I learned that engaging this next generation of engineers at an early age can make a huge impact on their lives and consequently on the future of humanity.
Usman Waraich is a Control Systems Engineer for Oil, Gas and Chemicals (OG&C) business and he supports the British Petroleum West-Nile Delta project, based in London. He joined Bechtel around in November 2012 and has worked on major projects such as Reliance J3 and Pacific North West LNG.
Usman began coordinating FIRST Robotics in December 2013, supporting Team 1884. He has volunteered and participated in various other signature programs, including Engineers Without Borders and STEM outreach efforts. He is a STEMNet Ambassador and has conducted career talks at various local schools representing Bechtel.
What did you find most surprising about your experience as a volunteer?
I had a bit of ‘engineer’s syndrome’, a peculiar condition that most engineers go through in the early part of their academics, in which they believe that what they study at college will provide solutions to everything in real life, and are eager to put their knowledge into action. It wasn’t until I got to the middle of my degree, when I built my first project applying mathematical equations, that I had the opportunity to observe applied mathematics in action.
What I found most surprising was that the things I aspired to do at the age of 9-16 (the ages of FIRST Lego League participant teams), these children have already achieved. It goes without saying that what this next generation of engineers can achieve at the end of their academics is bewildering.
As a control systems engineer, coordinating and organizing FLL events and activities was something I began doing merely due to my interest in robotics. I did not expect the overwhelming level of appreciation and recognition from fellow colleagues and Bechtel management. I must say that it completely took me by surprise and I am very much humbled by the experience.
What was the most rewarding part?
It was when I saw children soaked in the passion of achieving the best out of their months-long hard work. When they achieved excellent results from their robot design and project presentation practice sessions throughout the season, they returned home with huge smiles on their faces.
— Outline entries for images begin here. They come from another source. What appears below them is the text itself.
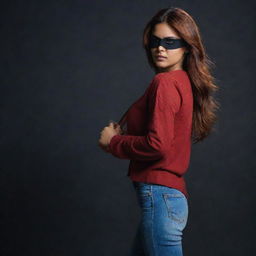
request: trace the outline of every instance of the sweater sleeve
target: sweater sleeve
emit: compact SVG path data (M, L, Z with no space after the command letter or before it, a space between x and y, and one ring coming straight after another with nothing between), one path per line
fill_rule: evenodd
M145 136L114 135L109 151L115 157L151 161L170 154L174 139L174 118L181 107L176 80L155 75L148 95L149 123Z

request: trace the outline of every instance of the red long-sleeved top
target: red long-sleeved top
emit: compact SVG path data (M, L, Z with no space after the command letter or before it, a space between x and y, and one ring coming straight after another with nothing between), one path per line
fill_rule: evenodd
M180 190L191 153L193 95L185 70L156 74L127 112L127 133L111 138L110 153L130 159L132 181Z

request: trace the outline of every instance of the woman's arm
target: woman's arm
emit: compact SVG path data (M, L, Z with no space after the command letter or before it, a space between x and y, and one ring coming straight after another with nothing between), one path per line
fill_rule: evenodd
M174 138L174 118L181 106L177 82L155 76L149 91L148 133L145 136L117 134L110 140L108 150L122 159L157 160L170 154Z

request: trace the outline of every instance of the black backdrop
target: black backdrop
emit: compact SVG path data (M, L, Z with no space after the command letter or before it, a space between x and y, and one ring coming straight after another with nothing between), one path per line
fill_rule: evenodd
M255 2L2 1L0 255L128 255L128 161L101 129L153 76L146 22L177 6L216 67L216 132L192 147L184 255L255 255Z

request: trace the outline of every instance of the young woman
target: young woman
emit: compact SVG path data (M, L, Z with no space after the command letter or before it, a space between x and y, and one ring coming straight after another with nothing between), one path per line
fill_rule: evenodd
M126 113L127 131L110 122L99 146L130 159L128 176L141 208L131 256L181 256L188 219L184 180L191 144L213 130L218 89L200 32L180 8L162 9L148 22L143 47L155 75Z

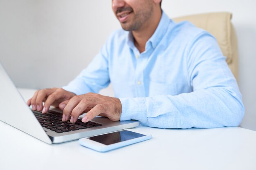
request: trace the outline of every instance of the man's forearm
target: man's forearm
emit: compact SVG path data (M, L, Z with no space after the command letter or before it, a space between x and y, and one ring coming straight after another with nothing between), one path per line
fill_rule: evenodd
M244 113L238 94L215 87L175 96L121 98L121 120L163 128L237 126Z

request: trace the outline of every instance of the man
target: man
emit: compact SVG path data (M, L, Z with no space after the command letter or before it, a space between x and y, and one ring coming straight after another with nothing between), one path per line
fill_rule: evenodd
M28 105L44 113L58 107L71 122L87 112L83 122L99 115L164 128L238 125L241 95L216 40L170 20L161 1L112 0L124 30L112 34L68 85L38 91ZM97 94L110 82L117 98Z

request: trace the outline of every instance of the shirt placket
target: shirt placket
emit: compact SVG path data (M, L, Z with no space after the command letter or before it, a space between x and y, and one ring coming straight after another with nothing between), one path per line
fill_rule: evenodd
M143 70L147 59L144 53L140 54L136 49L134 50L136 66L135 69L135 85L137 97L144 97L145 95L145 84L144 82Z

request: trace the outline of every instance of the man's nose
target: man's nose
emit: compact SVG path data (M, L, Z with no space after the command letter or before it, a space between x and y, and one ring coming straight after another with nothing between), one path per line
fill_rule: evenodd
M124 7L125 2L124 0L112 0L112 9L114 11L118 8Z

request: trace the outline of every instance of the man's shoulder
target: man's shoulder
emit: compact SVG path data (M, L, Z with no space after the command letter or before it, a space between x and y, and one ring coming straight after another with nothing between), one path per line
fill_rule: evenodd
M182 21L179 22L173 22L173 26L169 29L169 34L175 35L184 41L186 39L191 41L195 39L202 34L211 36L208 32L197 27L189 21Z
M111 41L121 41L126 39L128 37L129 32L119 28L112 31L110 34L109 39Z

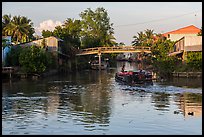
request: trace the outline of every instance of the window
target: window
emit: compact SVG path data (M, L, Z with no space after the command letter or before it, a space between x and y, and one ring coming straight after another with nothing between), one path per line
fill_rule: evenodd
M170 34L168 34L168 38L170 38Z

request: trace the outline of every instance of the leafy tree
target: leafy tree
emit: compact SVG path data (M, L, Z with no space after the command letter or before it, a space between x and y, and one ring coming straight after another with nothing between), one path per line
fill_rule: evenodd
M10 24L10 22L11 22L11 14L9 14L9 15L5 14L5 15L3 15L3 17L2 17L2 35L3 35L3 36L8 36L8 35L9 35L9 32L5 32L5 31L4 31L4 28L5 28L6 26L8 26L8 25Z
M188 52L186 63L191 70L202 71L202 52Z
M133 36L133 46L152 46L154 43L154 30L147 29L144 32L137 33L138 36Z
M19 63L27 73L42 73L51 64L51 59L44 49L31 46L22 50Z
M90 8L80 13L82 18L82 47L113 46L116 44L113 36L113 23L110 23L108 13L104 8L92 11Z
M2 24L2 34L12 36L12 41L16 44L34 39L33 23L27 17L14 16L11 19L10 15L4 15Z
M198 36L202 36L202 27L200 29L200 32L198 33Z
M11 47L11 51L6 57L6 66L19 66L19 56L22 51L22 47L15 46Z
M53 36L53 32L49 31L49 30L43 30L42 31L42 36L43 36L43 38L47 38L47 37Z

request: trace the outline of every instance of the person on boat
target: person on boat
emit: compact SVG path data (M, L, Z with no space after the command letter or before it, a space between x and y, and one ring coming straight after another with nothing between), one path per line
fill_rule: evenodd
M125 65L122 66L121 72L125 72Z

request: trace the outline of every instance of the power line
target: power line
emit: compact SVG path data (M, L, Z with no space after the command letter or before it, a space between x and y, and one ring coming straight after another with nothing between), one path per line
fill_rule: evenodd
M198 11L200 11L200 10L198 10ZM135 25L140 25L140 24L145 24L145 23L150 23L150 22L157 22L157 21L169 20L169 19L178 18L178 17L190 15L190 14L195 14L195 12L196 12L196 11L190 12L190 13L186 13L186 14L182 14L182 15L179 15L179 16L174 16L174 17L171 17L171 18L162 18L162 19L157 19L157 20L150 20L150 21L140 22L140 23L136 23L136 24L117 25L117 26L115 26L115 27L135 26Z

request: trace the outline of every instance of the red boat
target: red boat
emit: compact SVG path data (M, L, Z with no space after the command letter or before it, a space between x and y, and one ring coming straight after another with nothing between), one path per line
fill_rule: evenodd
M152 73L145 70L117 72L115 74L115 80L131 85L153 84Z

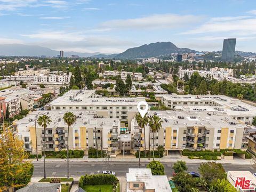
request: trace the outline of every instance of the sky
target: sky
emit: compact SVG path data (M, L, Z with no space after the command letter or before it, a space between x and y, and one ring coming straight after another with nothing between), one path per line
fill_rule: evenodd
M256 52L255 0L0 0L0 44L120 53L157 42Z

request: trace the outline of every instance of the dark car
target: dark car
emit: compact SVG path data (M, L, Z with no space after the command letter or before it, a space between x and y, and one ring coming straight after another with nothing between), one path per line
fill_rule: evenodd
M200 177L200 174L199 173L194 172L188 172L188 174L190 174L192 175L193 177L194 178L199 178Z

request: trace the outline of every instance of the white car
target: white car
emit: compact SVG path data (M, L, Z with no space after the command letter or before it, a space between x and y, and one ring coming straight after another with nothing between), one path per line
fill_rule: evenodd
M113 175L116 175L116 173L115 173L114 171L103 171L102 174L113 174Z

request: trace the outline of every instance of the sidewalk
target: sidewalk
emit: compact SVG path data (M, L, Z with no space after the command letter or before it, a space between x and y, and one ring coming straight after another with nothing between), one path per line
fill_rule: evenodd
M37 161L36 159L31 159L31 162L33 163L36 163ZM162 163L174 163L177 161L183 161L186 163L206 163L209 161L212 162L217 162L217 163L220 163L221 164L244 164L244 165L252 165L252 159L238 159L236 158L233 160L218 160L218 161L207 161L204 159L190 159L187 157L171 157L170 156L164 156L164 157L161 158L155 158L155 161L158 161ZM102 162L105 161L104 158L89 158L87 156L84 156L83 158L71 158L69 159L69 162ZM153 161L153 158L151 158L150 160L148 160L147 158L141 158L140 161L142 163L148 163ZM139 158L111 158L111 161L112 162L138 162ZM42 158L38 159L38 162L43 162L43 158ZM61 158L46 158L45 162L51 162L51 163L63 163L67 162L67 159L61 159Z

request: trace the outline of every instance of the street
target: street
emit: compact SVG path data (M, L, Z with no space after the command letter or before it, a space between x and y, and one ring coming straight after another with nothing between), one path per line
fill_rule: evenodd
M33 177L43 177L44 176L44 166L43 162L34 162L34 171ZM142 162L142 168L146 168L148 163ZM46 177L65 177L67 176L67 163L46 163ZM173 163L163 163L165 166L165 174L171 175L173 170L171 167ZM187 163L188 171L198 172L199 163ZM252 165L239 164L223 164L226 171L249 171L252 173L256 172L256 167ZM129 168L138 168L137 162L111 162L109 170L116 172L117 176L125 176ZM70 177L79 177L85 174L92 174L101 173L102 170L107 169L103 162L70 162L69 172Z

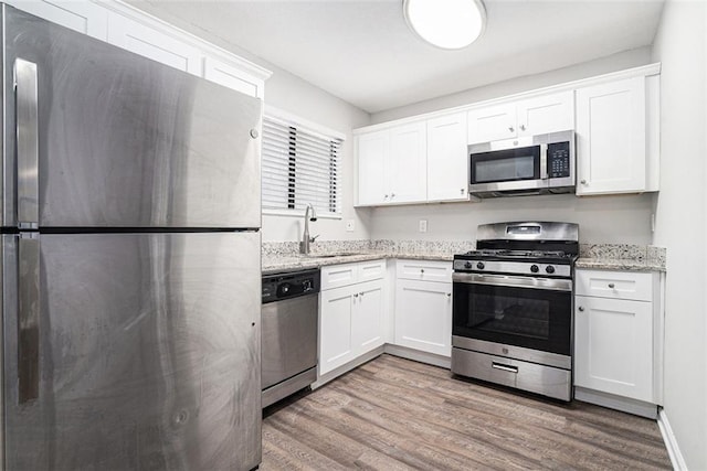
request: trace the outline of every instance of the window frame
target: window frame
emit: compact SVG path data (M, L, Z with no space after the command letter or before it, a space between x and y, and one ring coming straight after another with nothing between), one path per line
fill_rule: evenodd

What did you find most challenging?
I have never organized events on such a large scale. Coordination and management of events with around 150 people requires a great deal of responsibility and logistical challenges, which was pretty daunting at first. But thanks to all the volunteers with FIRST and with the assistance of colleagues it all came together in the end, and now that I have organized this signature program I feel I am able to take on even bigger challenges… bring it on!
What, for you, has been the most important lesson?
Apart from learning that you can build literally anything out of Lego (well, if you have enough Lego blocks…), I learned that engaging this next generation of engineers at an early age can make a huge impact on their lives and consequently on the future of humanity.
Anything else you’d like to add?
The key to addressing the challenges faced by mankind today, such as resource scarcity, environmental degradation, and diseases and epidemics, is to equip young people with the tools of engineering, sustainability, and hands-on experience. Giving them insight into these areas at a young age through Stewardship Signature Programs like FIRST Robotics, Engineers Without Borders, and STEM initiatives, can make a real difference.
FIRST® is a global nonprofit that runs four robotics programs for young people between the ages of 5 to 18. The programs offer real-world engineering experience and inspire students to pursue education and career paths in science, technology, engineering, and mathematics (STEM) disciplines. FIRST® is one of Bechtel's signature programs.